Although some will say that the swing isn’t a “pushing” motion, I still think that grip strength is important for being able to push the ball and stay through for as long as possible.

Here’s why…

The Texas Rangers performed a study [1] testing grip strength, power, and speed. These metrics were then correlated to performance measurements like batting average, slugging percentage, home runs, and stolen bases.

Grip strength was actually highly correlated with home runs and slugging percentage. Interesting, to say the least…

There are a ton of exercises you can do to increase your crushing strength. Just pick up something heavy and don’t let it fall! I think loaded carries are a game changer. Here are a few variations:

A FARMER carry includes two implements, one in each hand.

A SUITCASE carry includes one implement in one hand.

You can change the stimulus with the implement. Holding a dumbbell by the “bell” is more difficult than holding it by the handle.

The weights don’t have to be identical either!

Another way to increase your crushing strength is to change the implement. Simply throw a band or towel in between a kettlebell and start walking! You’ll notice that it is a lot harder to start walking.

I also like the idea of changing the speed of the carry. Slow and controlled movements are just as difficult as walking as quick as you can and changing direction with the implement.


The Texas Rangers study [1] shows us that grip strength IS important for the baseball player. You need to be strong to hit fingers, that’s not rocket science.

BUT, does grip strength correlate to higher bat velocities?

Well, research says no [2].

One study, out of many, showed that grip strength had little to no correlation to bat velocity. Although bat velocity AND grip strength DID go up in this study, a covariate analysis showed that it did not come from grip strength!

To conclude, if you want to be a more successful hitter, get your grip strength up, get your relative strength up, and train in specific planes where you need to move quick.
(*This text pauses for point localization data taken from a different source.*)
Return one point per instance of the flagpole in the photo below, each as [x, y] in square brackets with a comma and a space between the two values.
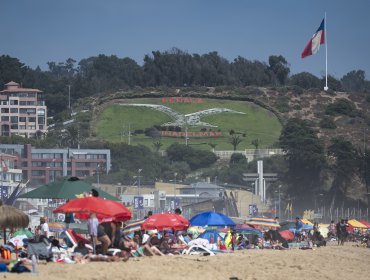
[326, 57]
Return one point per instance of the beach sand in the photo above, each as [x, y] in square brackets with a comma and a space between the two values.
[331, 262]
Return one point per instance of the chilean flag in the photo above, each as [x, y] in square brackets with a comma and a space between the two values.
[317, 39]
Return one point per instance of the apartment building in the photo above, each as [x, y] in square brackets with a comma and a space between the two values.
[41, 166]
[22, 112]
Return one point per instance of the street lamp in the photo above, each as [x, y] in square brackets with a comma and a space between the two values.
[279, 201]
[138, 182]
[97, 174]
[69, 97]
[174, 185]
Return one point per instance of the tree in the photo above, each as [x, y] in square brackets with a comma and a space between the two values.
[157, 146]
[305, 80]
[235, 140]
[279, 68]
[344, 166]
[304, 153]
[354, 81]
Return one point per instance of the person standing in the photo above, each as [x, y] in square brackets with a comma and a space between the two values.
[44, 226]
[92, 227]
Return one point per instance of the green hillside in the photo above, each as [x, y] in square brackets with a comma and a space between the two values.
[114, 121]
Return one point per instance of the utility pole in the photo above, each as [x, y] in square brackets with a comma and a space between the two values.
[69, 97]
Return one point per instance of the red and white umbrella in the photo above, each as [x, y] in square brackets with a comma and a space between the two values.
[104, 208]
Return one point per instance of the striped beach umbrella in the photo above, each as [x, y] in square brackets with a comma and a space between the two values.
[262, 222]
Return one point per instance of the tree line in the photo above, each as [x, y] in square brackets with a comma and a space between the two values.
[104, 74]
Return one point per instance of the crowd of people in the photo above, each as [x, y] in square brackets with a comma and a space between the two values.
[106, 242]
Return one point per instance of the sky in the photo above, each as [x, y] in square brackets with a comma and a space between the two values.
[41, 31]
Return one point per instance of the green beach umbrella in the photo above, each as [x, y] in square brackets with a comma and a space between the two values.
[69, 188]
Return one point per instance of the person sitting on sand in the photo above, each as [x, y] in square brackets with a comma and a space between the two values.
[81, 248]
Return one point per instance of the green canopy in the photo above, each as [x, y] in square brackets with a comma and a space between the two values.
[69, 188]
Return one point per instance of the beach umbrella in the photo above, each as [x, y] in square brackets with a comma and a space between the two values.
[56, 227]
[206, 219]
[165, 221]
[287, 234]
[68, 188]
[25, 232]
[262, 222]
[11, 217]
[356, 224]
[104, 208]
[366, 223]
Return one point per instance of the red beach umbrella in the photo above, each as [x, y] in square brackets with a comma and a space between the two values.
[287, 234]
[165, 221]
[104, 208]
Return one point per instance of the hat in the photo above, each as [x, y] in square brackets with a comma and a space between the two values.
[153, 231]
[145, 238]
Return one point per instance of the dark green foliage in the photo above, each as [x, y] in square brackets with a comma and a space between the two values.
[305, 158]
[327, 122]
[279, 68]
[282, 104]
[354, 81]
[237, 158]
[305, 80]
[341, 107]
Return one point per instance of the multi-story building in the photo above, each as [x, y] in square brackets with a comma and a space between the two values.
[22, 112]
[41, 166]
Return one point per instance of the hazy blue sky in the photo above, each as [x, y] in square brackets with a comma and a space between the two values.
[38, 31]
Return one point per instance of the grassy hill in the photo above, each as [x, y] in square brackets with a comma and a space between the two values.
[114, 121]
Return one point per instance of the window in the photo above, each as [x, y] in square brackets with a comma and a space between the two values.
[40, 111]
[38, 172]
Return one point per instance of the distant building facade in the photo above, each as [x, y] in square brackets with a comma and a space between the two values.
[41, 166]
[22, 112]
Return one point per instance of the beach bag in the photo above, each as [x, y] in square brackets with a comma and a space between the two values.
[5, 253]
[40, 250]
[19, 268]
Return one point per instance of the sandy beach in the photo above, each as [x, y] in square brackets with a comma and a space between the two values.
[328, 262]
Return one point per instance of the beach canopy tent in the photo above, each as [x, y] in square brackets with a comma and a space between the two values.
[356, 224]
[211, 219]
[366, 223]
[195, 230]
[11, 217]
[287, 234]
[262, 222]
[105, 209]
[165, 221]
[212, 236]
[68, 188]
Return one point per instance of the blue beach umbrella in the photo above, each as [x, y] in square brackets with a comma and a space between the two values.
[207, 219]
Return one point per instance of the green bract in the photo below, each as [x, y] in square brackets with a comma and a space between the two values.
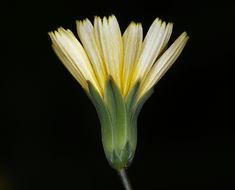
[118, 118]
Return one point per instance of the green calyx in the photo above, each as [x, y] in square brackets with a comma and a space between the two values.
[118, 118]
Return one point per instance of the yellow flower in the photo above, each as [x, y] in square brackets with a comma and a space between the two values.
[118, 73]
[126, 58]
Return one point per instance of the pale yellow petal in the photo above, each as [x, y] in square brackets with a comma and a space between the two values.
[109, 40]
[87, 36]
[132, 41]
[72, 49]
[68, 62]
[163, 63]
[154, 42]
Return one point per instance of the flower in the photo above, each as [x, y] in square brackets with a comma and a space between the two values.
[118, 73]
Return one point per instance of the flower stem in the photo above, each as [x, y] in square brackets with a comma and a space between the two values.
[124, 178]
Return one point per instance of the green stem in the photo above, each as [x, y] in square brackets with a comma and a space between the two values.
[124, 178]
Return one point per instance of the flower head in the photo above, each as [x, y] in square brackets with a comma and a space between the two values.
[127, 58]
[118, 73]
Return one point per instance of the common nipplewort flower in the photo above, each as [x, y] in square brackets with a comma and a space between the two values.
[118, 72]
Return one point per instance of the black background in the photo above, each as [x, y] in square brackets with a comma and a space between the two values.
[50, 133]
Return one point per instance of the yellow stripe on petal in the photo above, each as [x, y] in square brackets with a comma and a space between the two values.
[163, 63]
[154, 42]
[132, 41]
[109, 40]
[87, 36]
[72, 49]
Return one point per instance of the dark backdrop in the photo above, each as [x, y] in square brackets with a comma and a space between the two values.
[50, 133]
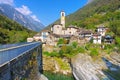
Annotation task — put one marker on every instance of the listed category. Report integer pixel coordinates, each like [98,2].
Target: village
[82,36]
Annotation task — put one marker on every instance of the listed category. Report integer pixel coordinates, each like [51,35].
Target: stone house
[71,30]
[97,38]
[86,34]
[57,29]
[101,30]
[108,39]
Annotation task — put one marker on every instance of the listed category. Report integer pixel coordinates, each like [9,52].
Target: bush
[94,52]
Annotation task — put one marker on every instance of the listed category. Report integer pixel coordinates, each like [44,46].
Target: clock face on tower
[63,18]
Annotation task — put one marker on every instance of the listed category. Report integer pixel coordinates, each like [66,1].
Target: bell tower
[63,19]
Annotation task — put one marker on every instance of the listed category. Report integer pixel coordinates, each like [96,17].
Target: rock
[84,68]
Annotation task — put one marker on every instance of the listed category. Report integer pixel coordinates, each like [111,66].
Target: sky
[46,11]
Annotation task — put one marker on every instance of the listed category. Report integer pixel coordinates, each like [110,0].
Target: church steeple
[63,19]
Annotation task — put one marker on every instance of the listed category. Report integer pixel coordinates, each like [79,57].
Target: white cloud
[35,18]
[24,10]
[10,2]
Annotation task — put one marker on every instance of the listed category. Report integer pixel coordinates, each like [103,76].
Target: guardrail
[13,52]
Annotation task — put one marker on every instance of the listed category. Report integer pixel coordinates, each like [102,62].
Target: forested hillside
[12,32]
[106,12]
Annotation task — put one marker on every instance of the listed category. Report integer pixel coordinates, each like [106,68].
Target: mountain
[12,32]
[94,13]
[26,21]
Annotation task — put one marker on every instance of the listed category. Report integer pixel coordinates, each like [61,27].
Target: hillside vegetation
[12,32]
[106,12]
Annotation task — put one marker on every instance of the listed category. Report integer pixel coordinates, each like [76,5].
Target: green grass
[57,76]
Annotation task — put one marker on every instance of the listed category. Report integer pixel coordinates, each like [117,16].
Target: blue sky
[46,11]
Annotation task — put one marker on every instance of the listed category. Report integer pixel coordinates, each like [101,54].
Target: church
[60,29]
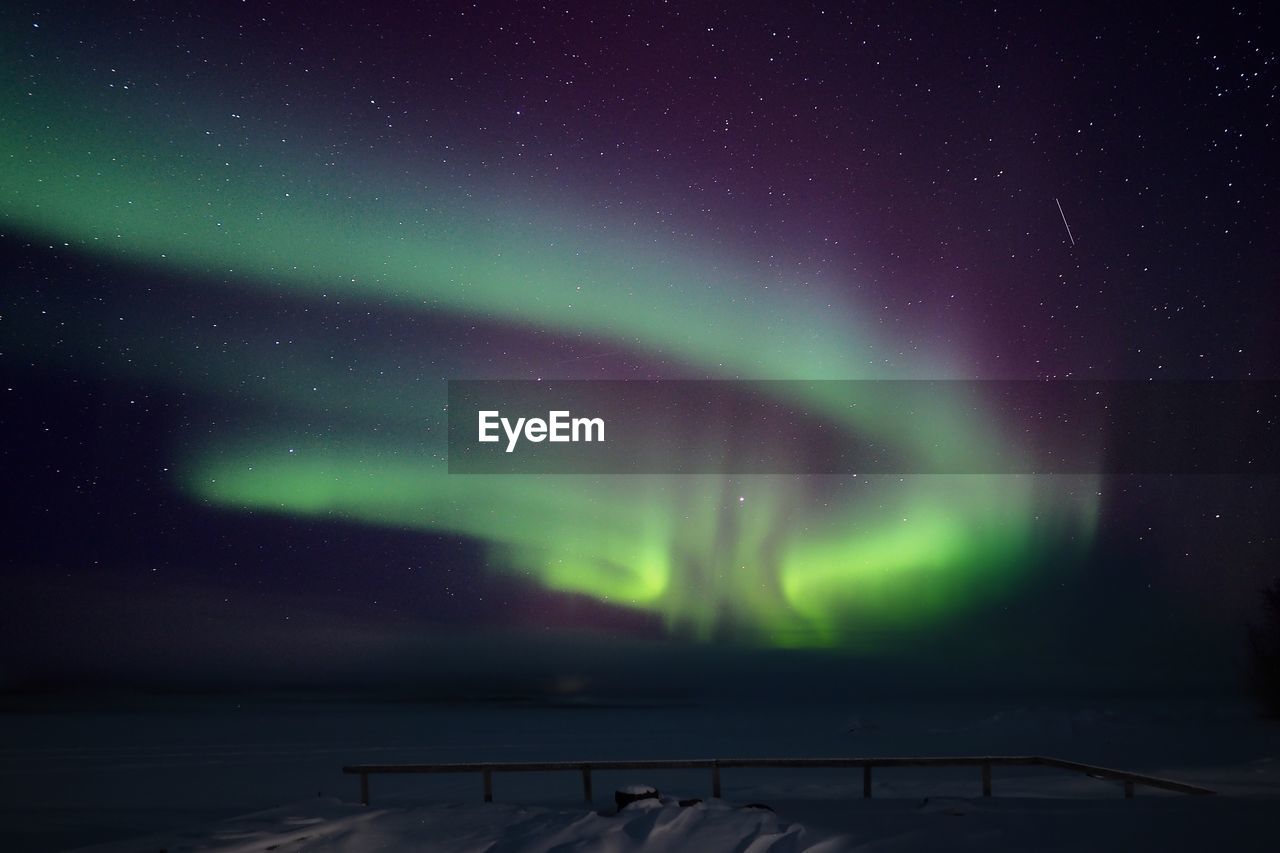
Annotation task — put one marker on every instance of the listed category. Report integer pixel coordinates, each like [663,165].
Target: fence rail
[716,765]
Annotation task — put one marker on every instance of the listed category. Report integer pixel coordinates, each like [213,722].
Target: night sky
[246,245]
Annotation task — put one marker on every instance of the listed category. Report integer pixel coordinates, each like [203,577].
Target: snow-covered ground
[268,776]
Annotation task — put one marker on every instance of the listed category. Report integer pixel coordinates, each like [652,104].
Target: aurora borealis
[296,231]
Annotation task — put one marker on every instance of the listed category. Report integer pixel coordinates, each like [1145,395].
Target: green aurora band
[789,561]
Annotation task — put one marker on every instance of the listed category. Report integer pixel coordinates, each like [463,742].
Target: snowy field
[260,776]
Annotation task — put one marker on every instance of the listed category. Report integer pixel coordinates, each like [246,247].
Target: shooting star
[1064,222]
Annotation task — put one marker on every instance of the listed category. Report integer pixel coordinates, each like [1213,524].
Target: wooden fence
[716,765]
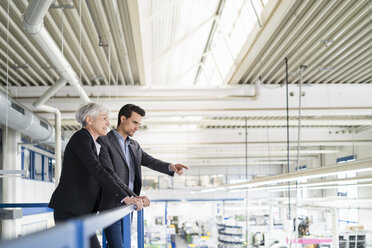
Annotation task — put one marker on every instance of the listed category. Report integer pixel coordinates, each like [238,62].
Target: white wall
[19,190]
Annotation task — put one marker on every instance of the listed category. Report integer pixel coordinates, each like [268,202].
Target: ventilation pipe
[33,21]
[39,104]
[18,117]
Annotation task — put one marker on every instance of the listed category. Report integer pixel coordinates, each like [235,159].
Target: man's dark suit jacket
[116,161]
[82,178]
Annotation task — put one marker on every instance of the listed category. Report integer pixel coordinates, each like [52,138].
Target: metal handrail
[75,233]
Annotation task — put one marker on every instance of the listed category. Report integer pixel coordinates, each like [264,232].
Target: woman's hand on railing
[134,201]
[145,200]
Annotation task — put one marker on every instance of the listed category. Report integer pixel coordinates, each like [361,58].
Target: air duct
[18,117]
[33,20]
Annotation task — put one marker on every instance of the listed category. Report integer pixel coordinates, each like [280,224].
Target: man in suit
[125,157]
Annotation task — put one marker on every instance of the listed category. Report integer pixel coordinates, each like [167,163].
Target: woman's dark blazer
[82,178]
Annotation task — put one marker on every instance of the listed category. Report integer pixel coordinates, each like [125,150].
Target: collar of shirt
[98,146]
[121,138]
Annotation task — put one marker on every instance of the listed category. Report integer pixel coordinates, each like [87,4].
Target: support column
[11,186]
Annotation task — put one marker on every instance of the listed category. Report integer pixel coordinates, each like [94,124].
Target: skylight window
[232,30]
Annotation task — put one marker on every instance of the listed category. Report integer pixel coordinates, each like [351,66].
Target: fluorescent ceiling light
[354,166]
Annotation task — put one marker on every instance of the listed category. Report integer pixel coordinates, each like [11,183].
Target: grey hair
[92,109]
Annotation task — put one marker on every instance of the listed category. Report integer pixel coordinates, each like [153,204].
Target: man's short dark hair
[127,110]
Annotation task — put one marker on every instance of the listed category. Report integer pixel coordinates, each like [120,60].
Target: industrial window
[39,166]
[347,216]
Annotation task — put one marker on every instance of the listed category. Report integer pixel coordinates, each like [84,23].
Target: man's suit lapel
[134,156]
[115,142]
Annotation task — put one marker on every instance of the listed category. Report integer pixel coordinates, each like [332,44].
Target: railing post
[140,230]
[126,231]
[103,238]
[81,240]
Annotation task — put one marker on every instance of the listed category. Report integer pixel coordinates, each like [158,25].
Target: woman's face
[100,124]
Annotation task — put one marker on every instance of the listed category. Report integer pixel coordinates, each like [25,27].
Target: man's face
[130,125]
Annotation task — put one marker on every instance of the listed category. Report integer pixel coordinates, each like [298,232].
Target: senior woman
[82,177]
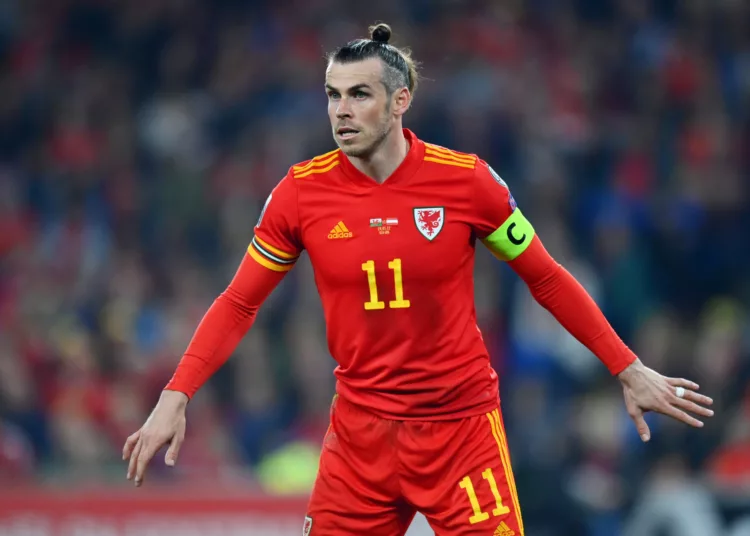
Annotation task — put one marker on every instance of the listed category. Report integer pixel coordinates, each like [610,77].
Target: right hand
[165,426]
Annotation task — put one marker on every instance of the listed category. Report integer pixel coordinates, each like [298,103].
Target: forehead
[343,75]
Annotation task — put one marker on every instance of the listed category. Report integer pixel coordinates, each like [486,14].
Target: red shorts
[375,474]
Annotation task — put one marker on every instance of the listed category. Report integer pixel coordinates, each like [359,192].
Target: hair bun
[380,33]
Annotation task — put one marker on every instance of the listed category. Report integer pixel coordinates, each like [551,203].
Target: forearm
[223,326]
[562,295]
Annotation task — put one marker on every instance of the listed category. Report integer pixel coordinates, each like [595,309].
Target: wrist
[631,371]
[176,399]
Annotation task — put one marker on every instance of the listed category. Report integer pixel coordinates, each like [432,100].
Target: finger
[134,457]
[143,460]
[680,415]
[130,442]
[698,398]
[682,382]
[692,407]
[174,449]
[641,426]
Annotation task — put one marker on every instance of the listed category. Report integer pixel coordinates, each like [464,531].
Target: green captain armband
[512,238]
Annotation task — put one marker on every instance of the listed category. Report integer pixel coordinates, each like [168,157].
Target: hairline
[386,73]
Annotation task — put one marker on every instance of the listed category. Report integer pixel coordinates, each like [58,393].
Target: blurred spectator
[139,141]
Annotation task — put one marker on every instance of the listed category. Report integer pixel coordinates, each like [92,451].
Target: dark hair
[400,69]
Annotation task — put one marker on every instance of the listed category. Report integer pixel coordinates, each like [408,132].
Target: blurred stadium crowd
[140,138]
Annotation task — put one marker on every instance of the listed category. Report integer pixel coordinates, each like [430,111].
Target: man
[390,225]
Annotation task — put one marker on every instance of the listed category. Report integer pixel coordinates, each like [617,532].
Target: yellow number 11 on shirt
[398,281]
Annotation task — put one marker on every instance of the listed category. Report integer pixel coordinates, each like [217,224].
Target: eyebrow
[352,89]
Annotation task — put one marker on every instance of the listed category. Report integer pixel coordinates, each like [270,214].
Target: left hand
[647,390]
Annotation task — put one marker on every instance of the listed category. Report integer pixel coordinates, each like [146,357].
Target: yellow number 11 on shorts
[479,516]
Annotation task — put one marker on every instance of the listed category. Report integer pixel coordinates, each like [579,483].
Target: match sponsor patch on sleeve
[511,238]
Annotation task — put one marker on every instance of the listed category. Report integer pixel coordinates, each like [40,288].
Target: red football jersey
[393,264]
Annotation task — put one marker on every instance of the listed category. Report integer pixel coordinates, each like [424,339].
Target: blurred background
[139,140]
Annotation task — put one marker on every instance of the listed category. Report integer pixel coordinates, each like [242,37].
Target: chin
[353,149]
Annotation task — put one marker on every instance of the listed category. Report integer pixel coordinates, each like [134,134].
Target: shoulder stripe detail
[268,247]
[460,159]
[266,263]
[442,151]
[449,162]
[318,161]
[272,254]
[313,171]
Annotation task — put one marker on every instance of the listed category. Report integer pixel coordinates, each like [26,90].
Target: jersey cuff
[271,257]
[511,238]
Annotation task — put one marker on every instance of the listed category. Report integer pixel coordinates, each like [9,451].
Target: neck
[383,162]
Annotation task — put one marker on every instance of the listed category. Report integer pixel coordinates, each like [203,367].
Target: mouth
[346,133]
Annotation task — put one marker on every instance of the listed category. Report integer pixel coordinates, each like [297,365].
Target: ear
[401,101]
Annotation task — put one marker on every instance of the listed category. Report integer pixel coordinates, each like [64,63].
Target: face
[362,113]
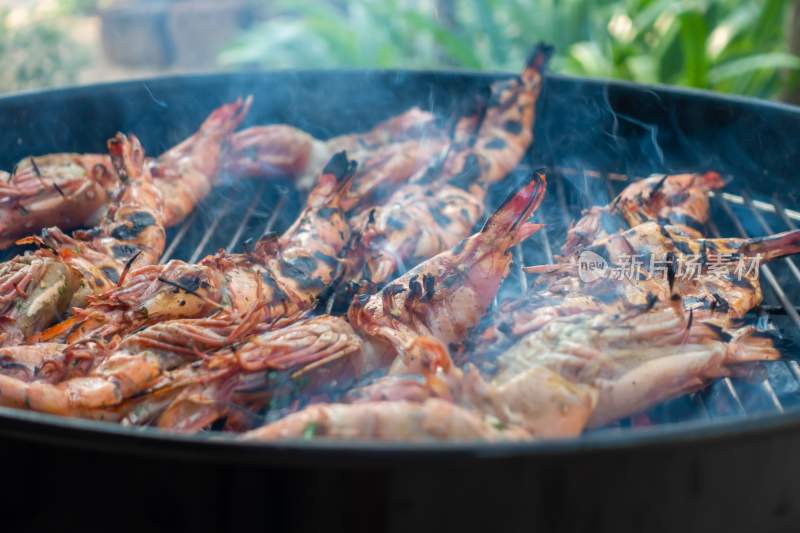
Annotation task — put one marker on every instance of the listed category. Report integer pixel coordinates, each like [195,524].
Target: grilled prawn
[590,369]
[445,296]
[277,281]
[65,190]
[186,173]
[431,420]
[75,190]
[65,271]
[442,204]
[282,150]
[679,200]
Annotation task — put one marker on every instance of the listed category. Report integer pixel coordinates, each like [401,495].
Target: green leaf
[458,49]
[750,64]
[693,43]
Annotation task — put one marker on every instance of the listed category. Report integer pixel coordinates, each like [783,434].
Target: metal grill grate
[734,214]
[237,212]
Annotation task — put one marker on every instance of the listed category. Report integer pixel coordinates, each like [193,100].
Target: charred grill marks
[137,222]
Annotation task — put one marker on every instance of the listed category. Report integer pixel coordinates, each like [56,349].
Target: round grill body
[723,459]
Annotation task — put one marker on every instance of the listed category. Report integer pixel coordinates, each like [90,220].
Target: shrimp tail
[773,246]
[341,168]
[511,217]
[127,156]
[711,180]
[228,117]
[537,61]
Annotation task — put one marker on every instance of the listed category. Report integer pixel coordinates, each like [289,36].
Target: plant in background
[35,51]
[724,45]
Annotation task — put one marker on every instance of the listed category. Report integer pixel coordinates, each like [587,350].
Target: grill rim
[87,434]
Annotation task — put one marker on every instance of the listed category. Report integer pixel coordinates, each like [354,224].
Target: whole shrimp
[277,281]
[282,150]
[186,173]
[443,203]
[578,371]
[431,420]
[65,190]
[730,289]
[39,286]
[590,369]
[446,296]
[75,190]
[680,200]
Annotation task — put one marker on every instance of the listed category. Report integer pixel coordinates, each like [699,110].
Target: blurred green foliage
[724,45]
[37,51]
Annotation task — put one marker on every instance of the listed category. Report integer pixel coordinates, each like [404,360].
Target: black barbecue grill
[725,457]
For previous articles on these matters, click here and here.

Start gripping!

Stay strong,

Jarad Vollkommer, CSCS

Assistant Director of Training

Infiniti Sports Performance


  1. Hoffman, Jay R., et. al., Anthropometric and performance comparisons in professional baseball players. J. Strength and Cond. Res. 23(8): 2173-2178, 2009.
  2. Hughes, S.S., Lyons, B.C., and Mayo, J.J. (2004). Effect of grip strength and grip strengthening exercises on instantaneous bat velocity of collegiate baseball players. Journal of Strength and Conditioning Research 18(2), 298-301.